FAERS data through 2025 show that the most frequently reported adverse events for micronized progesterone remain somnolence, dizziness, headache, and breast tenderness. Serious reports are rare and predominantly consist of thromboembolic events in patients also taking oral estrogen, making attribution to the progestin component difficult [10].

Post-market requirements from the original NDA remain active. AbbVie participates in ongoing pharmacovigilance reporting as part of standard FDA post-marketing commitments.

Regulatory Differences in Route of Administration

A significant regulatory divergence exists between the US and most other markets regarding vaginal use. In France, the Utrogestan label explicitly includes vaginal administration. The French prescribing information provides vaginal dosing for luteal phase support in assisted reproduction and for progesterone supplementation in early pregnancy. Many European practitioners prescribe micronized progesterone vaginally as standard practice [4].

In the United States, the Prometrium label only covers oral administration. The capsules are the same physical product, and US physicians do prescribe them vaginally off-label with considerable frequency. The American Society for Reproductive Medicine (ASRM) practice guidelines reference vaginal micronized progesterone as a first-line option for luteal support in IVF cycles [11]. This creates an unusual situation: off-label vaginal use is the standard of care in reproductive endocrinology, yet the FDA-approved label does not address it.

Crinone (progesterone vaginal gel, 8%) and Endometrin (progesterone vaginal insert, 100 mg) are separate FDA-approved products designed specifically for vaginal delivery of progesterone. Their existence may partly explain why AbbVie has not pursued a supplemental NDA for vaginal Prometrium.

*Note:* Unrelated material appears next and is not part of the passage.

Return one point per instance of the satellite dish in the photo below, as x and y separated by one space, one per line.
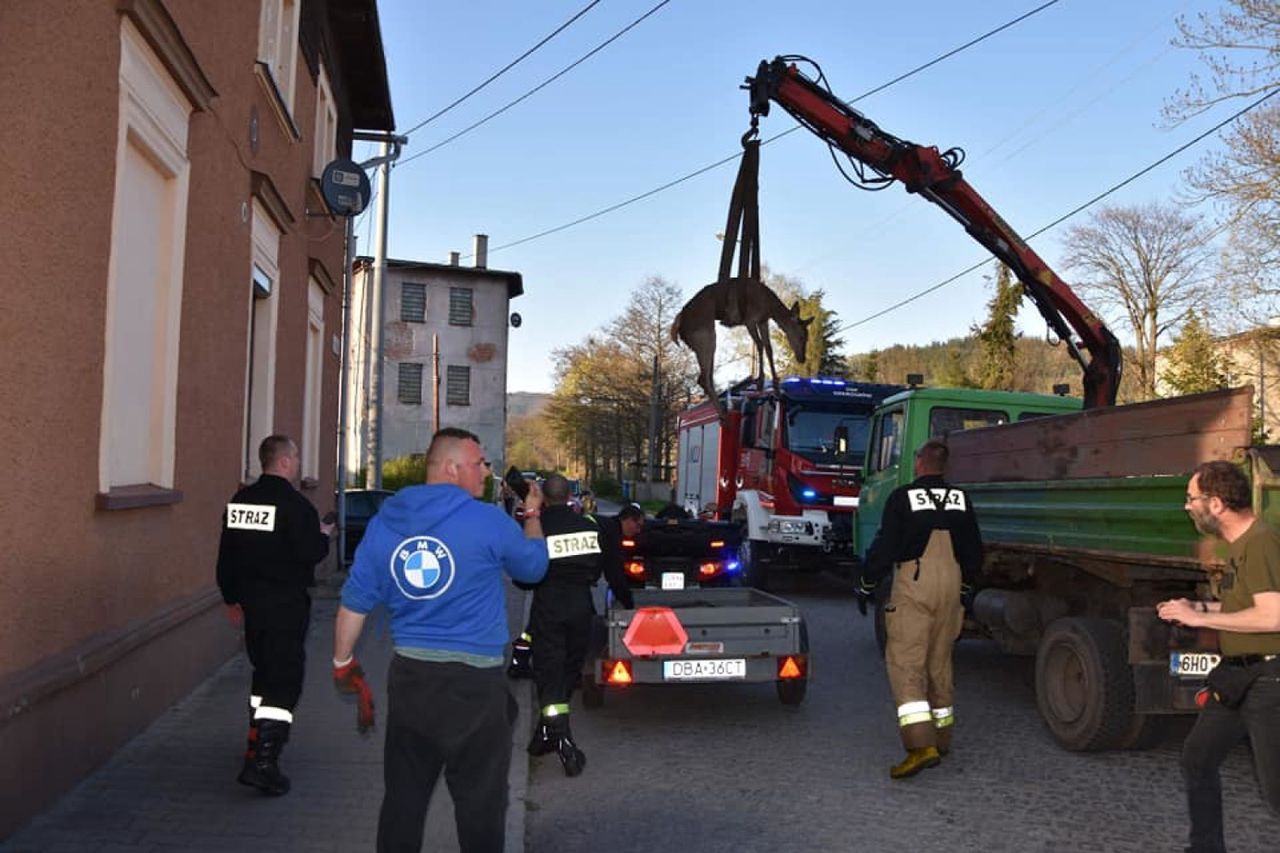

Ongoing Regulatory Developments

Several regulatory developments may affect micronized progesterone's status in coming years. The REPLENISH trial (NCT01942668), a Phase 3 study of TX-001HR (a combination of estradiol and micronized progesterone in a single capsule), led to FDA approval of Bijuva in October 2018. Bijuva's approval represented the first combination product containing micronized progesterone and bioidentical 17-beta estradiol [12].

Bijuva's labeling carries the same class-wide boxed warning as Prometrium, but its approval pathway required new endometrial safety and vasomotor efficacy data that further confirmed micronized progesterone's endometrial protective effect at the 100 mg dose when combined with estradiol 1 mg.

The European Menopause and Andropause Society (EMAS) 2021 position statement recommended micronized progesterone as the preferred progestogen for endometrial protection based on its metabolic and breast safety profile [13]. While position statements do not directly change regulatory labels, they influence prescribing patterns and may support future regulatory submissions for label modifications.

No active FDA citizen petition or supplemental NDA currently seeks to differentiate the Prometrium boxed warning from synthetic progestins. Such a change would likely require a prospective, randomized, event-driven trial with breast cancer or cardiovascular disease as primary endpoints, a study that would need to enroll tens of thousands of women and run for years. The cost and logistic challenges of such a trial make it unlikely to be industry-sponsored for a now-generic product.

Micronized progesterone 200 mg at bedtime for 12 days per 28-day cycle remains the FDA-approved regimen for endometrial protection, and current Endocrine Society and NAMS guidelines continue to list it as a first-line progestogen option for menopausal hormone therapy [8].